Damage variable curve based on permeability change rate. (a) Single cycle damage variable D_K(i). (b) Cumulative damage variable D_K

Comparing and observing Figs. 6 and 9, it can be seen that the change trend of damage variable based on PCR and LURR is the same. To clearly compare the two damage variable characterizations, the damage variable based on PCR and LURR in coal sample RC-3 is shown in Fig. 10. We found that the change curve of damage variable based on LURR and PCR basically coincided, which indicated that damage variable could be expressed by different macroscopic physical quantities, and the same change rule could be obtained. This also proves the correctness of the new damage variable definition based on PCR. At the same time, for gas-bearing coal mines, routine measurements of gas flow must be performed daily to ensure that the gas does not exceed the standard.
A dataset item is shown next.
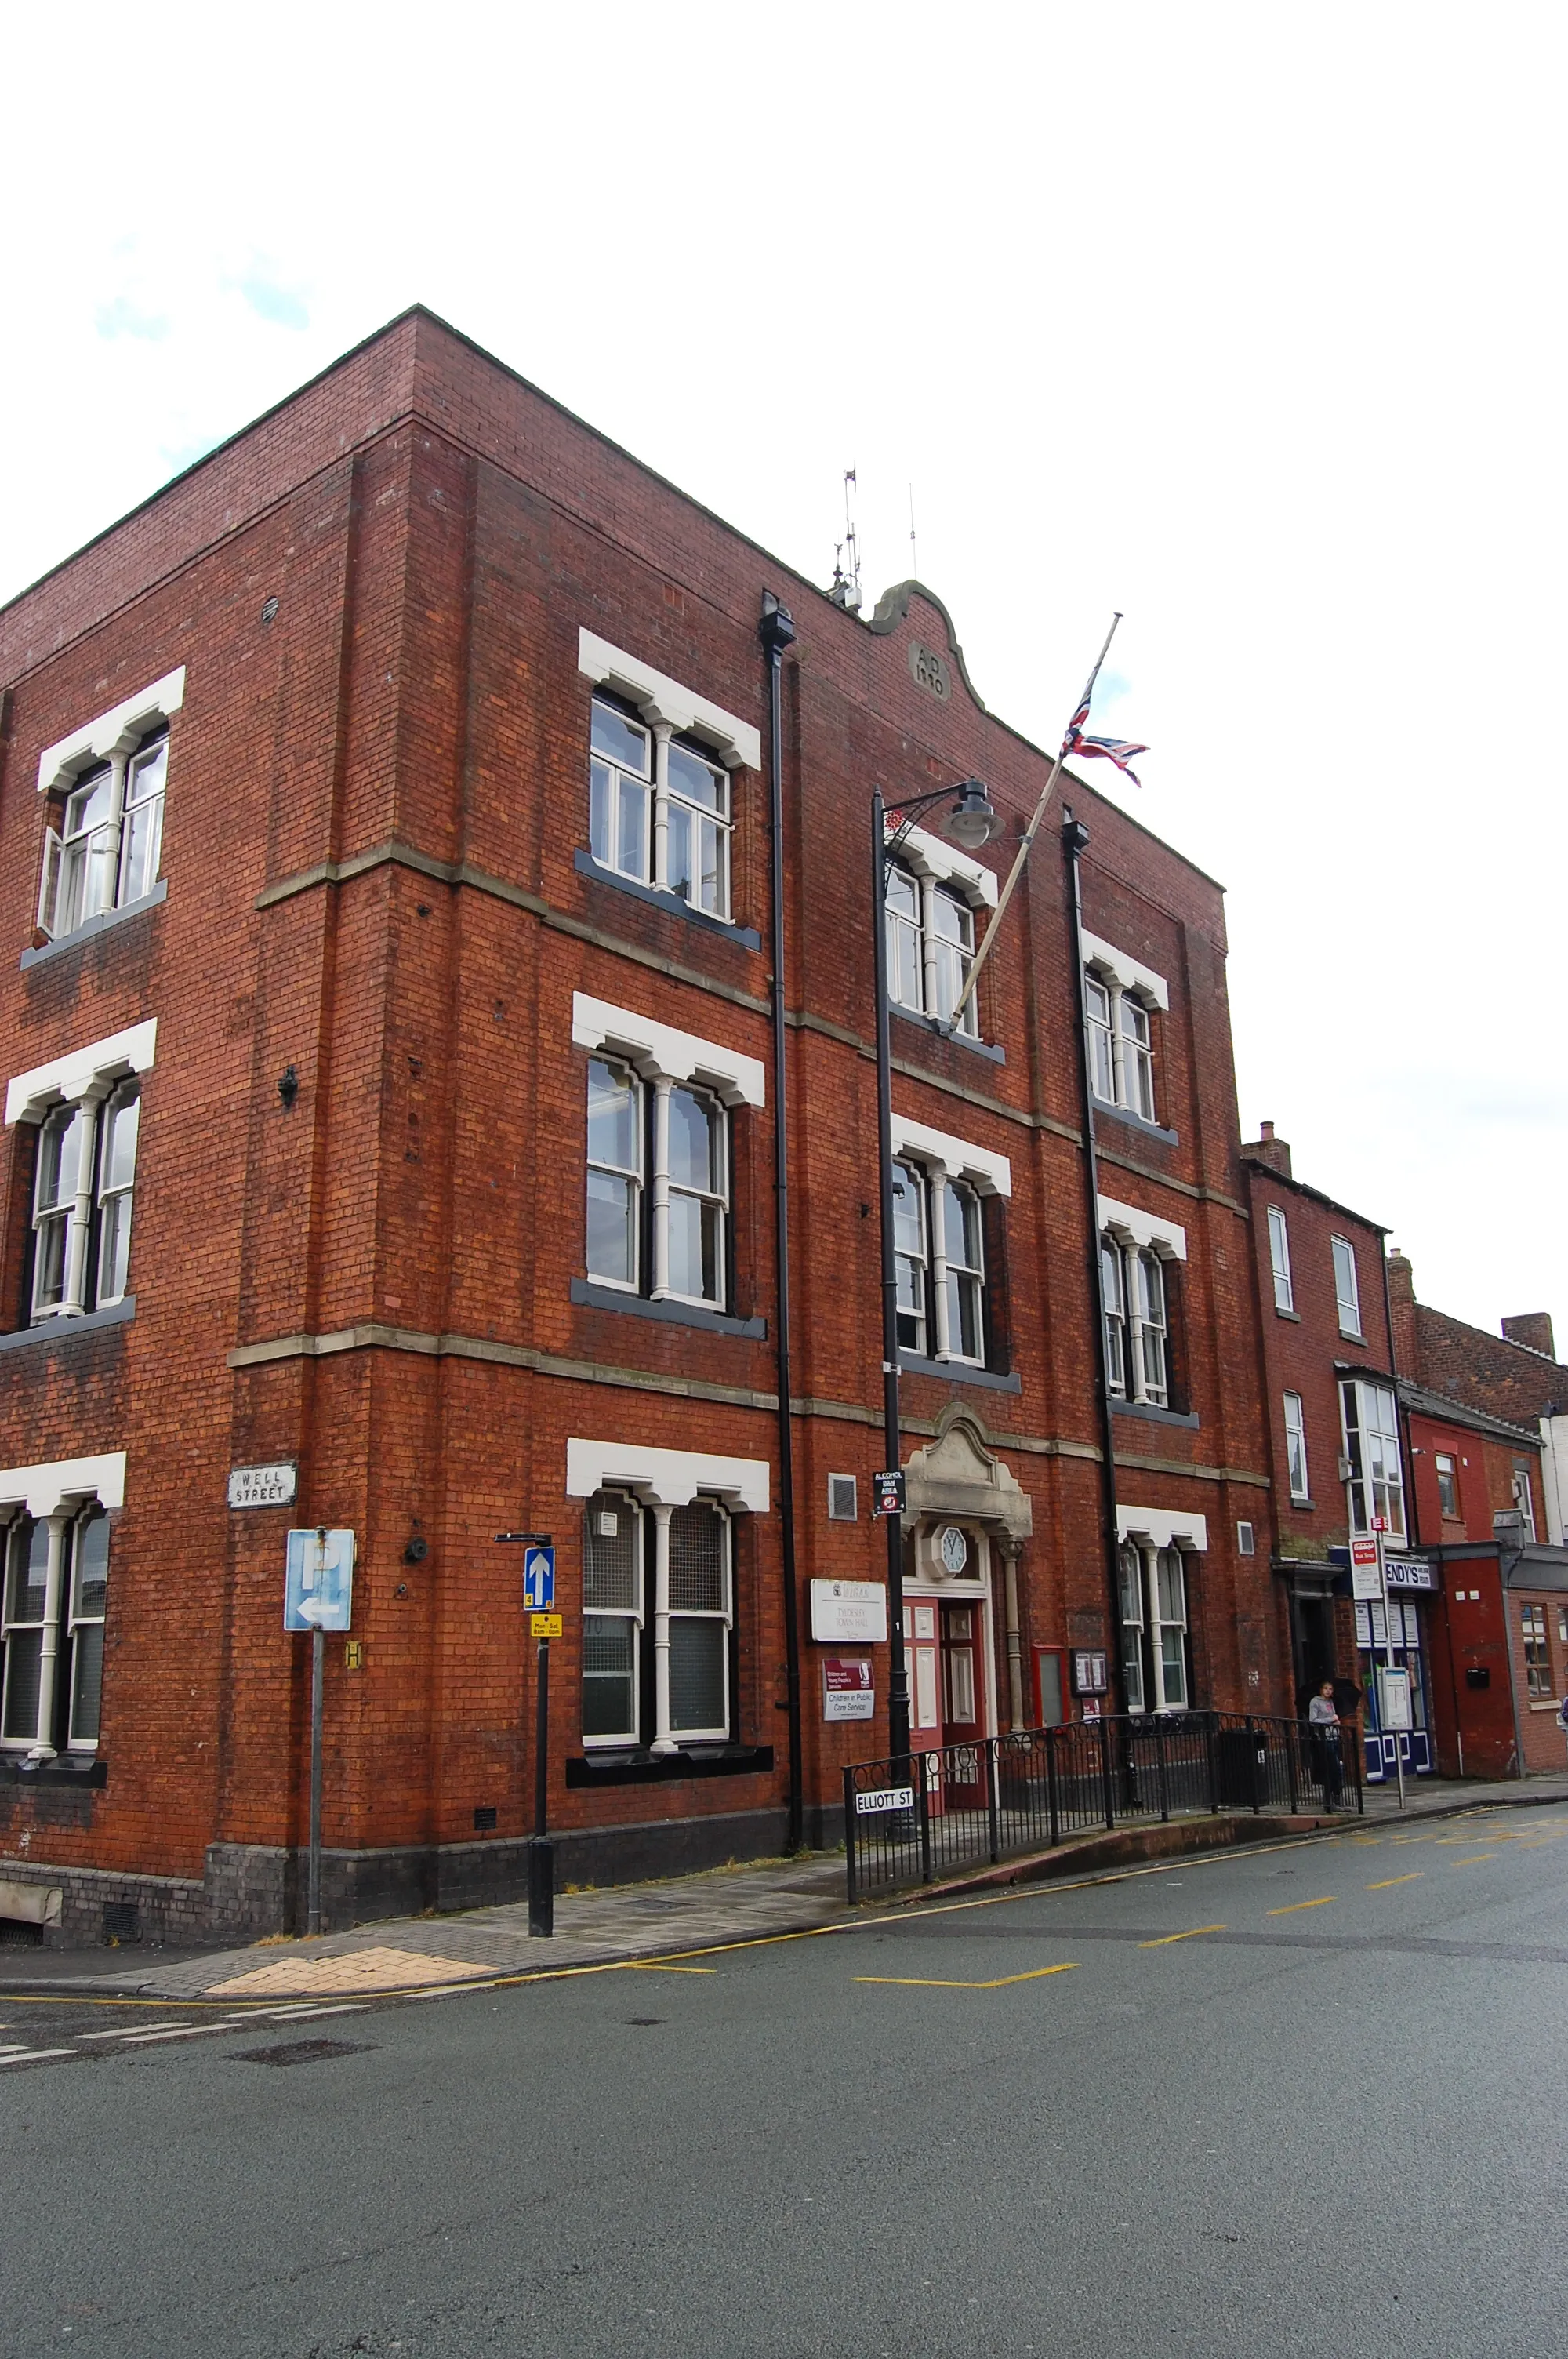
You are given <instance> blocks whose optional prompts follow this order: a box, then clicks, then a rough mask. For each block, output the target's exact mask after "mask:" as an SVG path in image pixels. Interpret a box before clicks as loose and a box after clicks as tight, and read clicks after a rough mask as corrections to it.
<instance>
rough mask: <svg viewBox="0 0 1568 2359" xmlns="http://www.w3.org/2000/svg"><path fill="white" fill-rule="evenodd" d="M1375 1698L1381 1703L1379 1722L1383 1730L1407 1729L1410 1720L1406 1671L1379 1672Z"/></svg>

Therefore, it is a practical, innovative, and economical method to characterize the damage variables by using permeability changes.

Fig. 10

Damage variable curve based on PCR and LURR in coal sample RC-3

Conclusions

In this paper, the samples collected from Banxi coal mine in Chongqing, Southwest China, have been used to study on damage of coal based on PCR and LURR under cyclic loading by using THM coupling experimental equipment. The relationship between permeability, loading/unloading elastic modulus, and damage of coal under tiered cyclic loading was analyzed in depth. The damage variable based on PCR and LURR was newly defined to describe this process. Research result shows that:

1. 1.

   The LURR was applied to describe the sample response to cyclic loads based on loading/unloading elastic modulus. The LURR is larger at the initial cyclic, with the cyclic loading and unloading, it decreases sharply first, and then slowly decreases to 1 value, and then slowly rises away from 1 value. The increase of LURR after stabilization can be used as the precursory information to judge the failure and instability of coal and rock.

2. 2.

   The change of permeability is in good agreement with the change of volume strain. With the increase of cycle times, the values of δ and τ decrease rapidly at first cycle stage and then decrease slowly, finally increase in the coal failure stage. The new damage variable D_K based on PCR shows a trend of “S” type, which can well characterize the three stages of coal-rock damage under cyclic loading, that is, first accelerates damage and then remains smooth, at last also accelerates damage. The evolution of damage variable D_K based on PCR is similar to the general trend of damage variable D_Y based on LURR. This also proves the correctness of the new damage variable definition based on PCR. As gas monitoring is a routine monitoring indicator for coal mines, so it is a practical, innovative, and economical method to characterize the damage variables based on PCR.